What if instead of saving the entire chunk we only stored block changes? When a chunk was needed, we could generate it and then apply the changes necessary to transform it into what it was when the chunk was saved last. And we could still store data about entities and such no problem. This could allow for extremely large worlds with small data files.

Chunk Generation could be farmed out to multiple threads to decrease loads times.

Let me know what y'all think.

bearbin · 06-20-2014, 04:24 PM

That would be really cool, but probably a bit buggy. I'd still go with it as an option, as it could work and would really reduce the disk usage. (It shouldn't be default because it makes it incompatible with vanilla.

xoft · 06-20-2014, 04:43 PM

This would make the server very CPU-heavy, and it already is so.
The storage is not only for the block types, but also for the lighting. I've made some profiling just a few days ago, and found that generating uses about 20% CPU and lighting uses about 60 % CPU. By removing the storage for these, you'll be making the server generate and light chunks an order of magnitude more times.

If we went with this scheme, it would mean that for each chunk save, we'd need to generate the original chunk data, and compare with current content. Save the differences. To load, we'd need to generate the original chunk data, load the differences and apply them. This is 2 generations more just for making a slight saving in the savefile size.

This gets even worse when needing to light the chunk, because for lighting, you need all the 3x3 neighbors' blocktypes. So you need to load 9 chunks (including their generating) and then light one chunk. Sure, when loading neighboring chunks the load gets distributed among the chunks so that there's an almost 1:1 ratio of generating / lighting, but the regular loading patterns say that the loading isn't done in neighbors that much.

Also, consider that there's already compression at work while saving. You might not believe it, but the compression actually does help *a lot*. And there's no telling if the differences would be compressible as good as the original data, I have a feeling it won't.

worktycho · 06-20-2014, 09:17 PM

For the CPU load, I've got an algorithm for doing GPU lighting which could seriously reduce CPU load for lighting.

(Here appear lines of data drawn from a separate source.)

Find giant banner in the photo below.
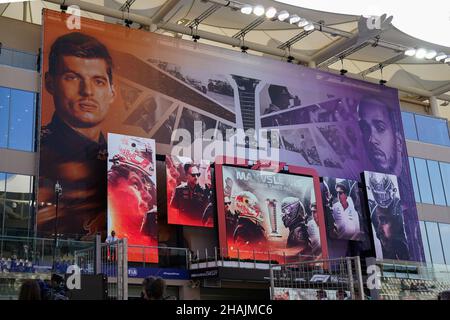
[37,11,423,261]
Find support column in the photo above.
[430,96,441,117]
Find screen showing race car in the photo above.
[217,165,322,262]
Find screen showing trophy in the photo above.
[218,165,322,262]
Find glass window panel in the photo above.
[439,162,450,206]
[425,221,445,264]
[427,160,446,206]
[402,112,417,140]
[408,157,421,202]
[12,51,36,70]
[0,48,14,66]
[4,173,32,235]
[8,90,35,151]
[419,221,432,263]
[0,87,11,148]
[416,114,450,146]
[414,158,433,204]
[0,172,6,235]
[439,223,450,264]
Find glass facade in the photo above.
[0,48,37,70]
[0,87,36,151]
[409,157,450,206]
[402,111,450,147]
[420,221,450,264]
[0,172,34,236]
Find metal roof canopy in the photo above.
[0,0,450,101]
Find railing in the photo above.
[379,260,450,283]
[402,111,450,147]
[189,247,317,269]
[128,245,189,269]
[0,236,93,272]
[379,261,450,300]
[270,257,365,300]
[0,43,37,70]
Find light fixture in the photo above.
[266,7,277,19]
[278,10,289,21]
[405,49,416,57]
[298,18,309,28]
[253,5,266,17]
[435,52,447,62]
[303,22,315,31]
[241,5,253,14]
[289,14,300,24]
[416,48,427,59]
[425,50,437,59]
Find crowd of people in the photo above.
[0,255,34,273]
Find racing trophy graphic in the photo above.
[266,199,281,237]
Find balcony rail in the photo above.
[0,43,38,71]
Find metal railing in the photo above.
[270,257,365,300]
[0,236,93,272]
[0,43,38,70]
[128,244,189,269]
[402,111,450,147]
[189,247,317,269]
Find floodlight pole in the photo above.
[52,181,62,271]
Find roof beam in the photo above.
[278,30,314,50]
[233,17,266,39]
[119,0,136,12]
[187,3,222,28]
[359,52,405,77]
[152,0,180,25]
[432,81,450,96]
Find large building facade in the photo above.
[0,3,450,298]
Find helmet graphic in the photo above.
[281,197,305,228]
[369,173,397,208]
[235,191,263,224]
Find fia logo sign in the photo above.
[367,264,381,290]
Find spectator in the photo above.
[316,289,328,300]
[438,290,450,300]
[19,279,41,300]
[142,277,166,300]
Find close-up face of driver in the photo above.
[187,166,200,186]
[359,101,397,171]
[46,56,115,128]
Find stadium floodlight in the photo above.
[253,5,266,17]
[435,52,447,62]
[298,18,309,28]
[266,7,277,19]
[425,50,437,59]
[405,49,416,57]
[416,48,427,59]
[241,5,253,14]
[278,10,289,21]
[289,14,300,24]
[303,22,315,31]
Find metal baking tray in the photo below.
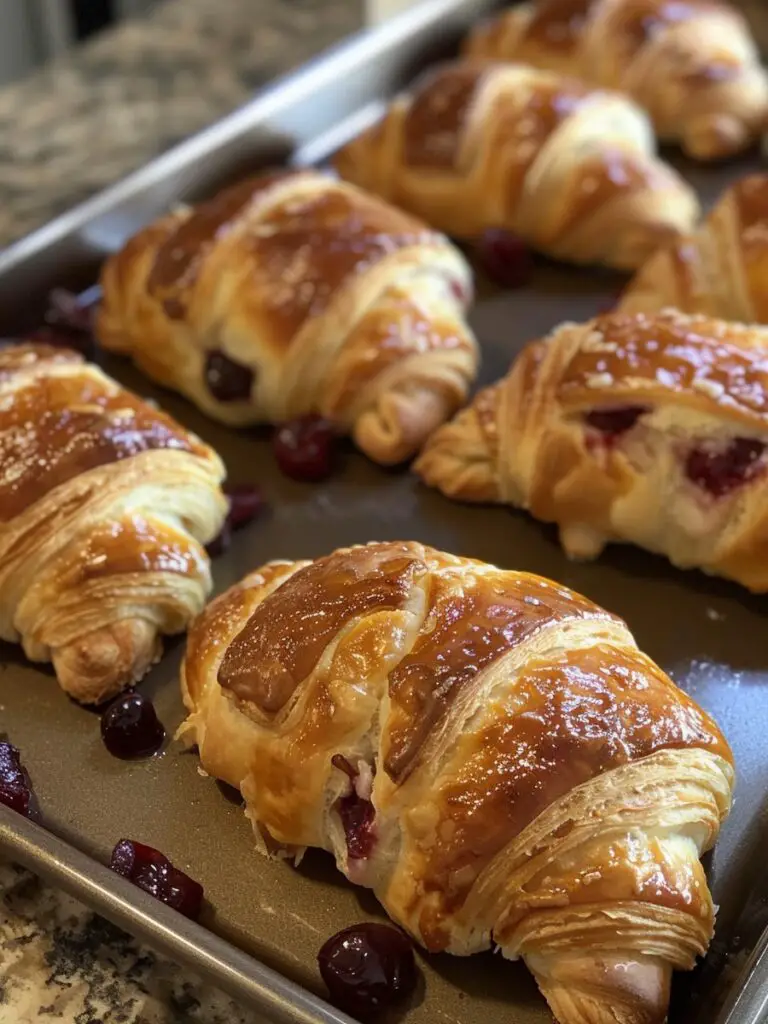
[0,0,768,1024]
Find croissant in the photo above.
[416,309,768,592]
[0,344,227,703]
[464,0,768,160]
[96,171,478,463]
[181,543,733,1024]
[618,174,768,324]
[335,60,698,269]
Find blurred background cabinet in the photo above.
[0,0,768,86]
[0,0,161,85]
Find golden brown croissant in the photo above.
[335,60,698,269]
[618,174,768,324]
[97,171,477,463]
[181,543,733,1024]
[416,310,768,592]
[465,0,768,160]
[0,344,227,703]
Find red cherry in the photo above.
[110,839,204,921]
[584,406,648,437]
[101,693,165,761]
[685,437,765,498]
[317,923,418,1021]
[272,416,336,482]
[0,742,32,818]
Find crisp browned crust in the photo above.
[182,542,732,1024]
[0,344,226,703]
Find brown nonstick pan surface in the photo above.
[0,6,768,1024]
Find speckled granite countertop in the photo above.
[0,0,362,1024]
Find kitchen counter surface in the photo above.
[0,0,362,1024]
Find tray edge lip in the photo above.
[0,804,354,1024]
[0,0,483,278]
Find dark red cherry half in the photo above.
[685,437,765,498]
[272,416,336,482]
[584,406,648,437]
[0,741,33,818]
[110,839,204,920]
[317,923,418,1022]
[475,227,534,288]
[101,693,165,761]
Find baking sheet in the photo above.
[0,0,768,1024]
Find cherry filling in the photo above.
[272,416,336,482]
[28,288,101,357]
[584,406,648,444]
[0,742,32,818]
[476,227,534,288]
[101,693,165,761]
[317,923,418,1021]
[110,839,203,920]
[685,437,765,498]
[331,754,376,860]
[205,349,254,401]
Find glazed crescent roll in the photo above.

As for generating the differences this is easy on a GPU.

So for systems without GPU support its not worth it but it might be worth truing as an option on builds with GPU offloading.

worktycho · 06-21-2014, 02:00 AM

One possablty if we can separate the generator would be to implement this as a separate tool that could be used to compress chunks that aren't used. Then its only a matter of generating on load.

tigerw · 06-21-2014, 03:24 AM

Save only chunks that someone changed. Unsaved ones will regenerate. For lighting, assign everything a light of 15. If the client doesn't calculate it itself, nobody will really notice anyway. If they do, they'll just attribute it to their brightness.

SamJBarney · 06-21-2014, 03:37 AM

Technically, you don't need to regen the chunk to compare differences. You could just keep a running tally of block changes. For instance, in the chunk when a block is changed we flag it with a bool to say it was changed, and then on save we just save the ones that have the change flag. Or we just store the index of the changed block somewhere and just grab the block info when we save.

As for compression, I don't know how the current compression works, but how much further can you compress the block index plus the block type? Because that would be all you would need to store.

worktycho · 06-21-2014, 04:30 AM

Bool per block is 8k ram per chunk.

SamJBarney · 06-21-2014, 05:31 AM

Or 4k if we used a bitfield.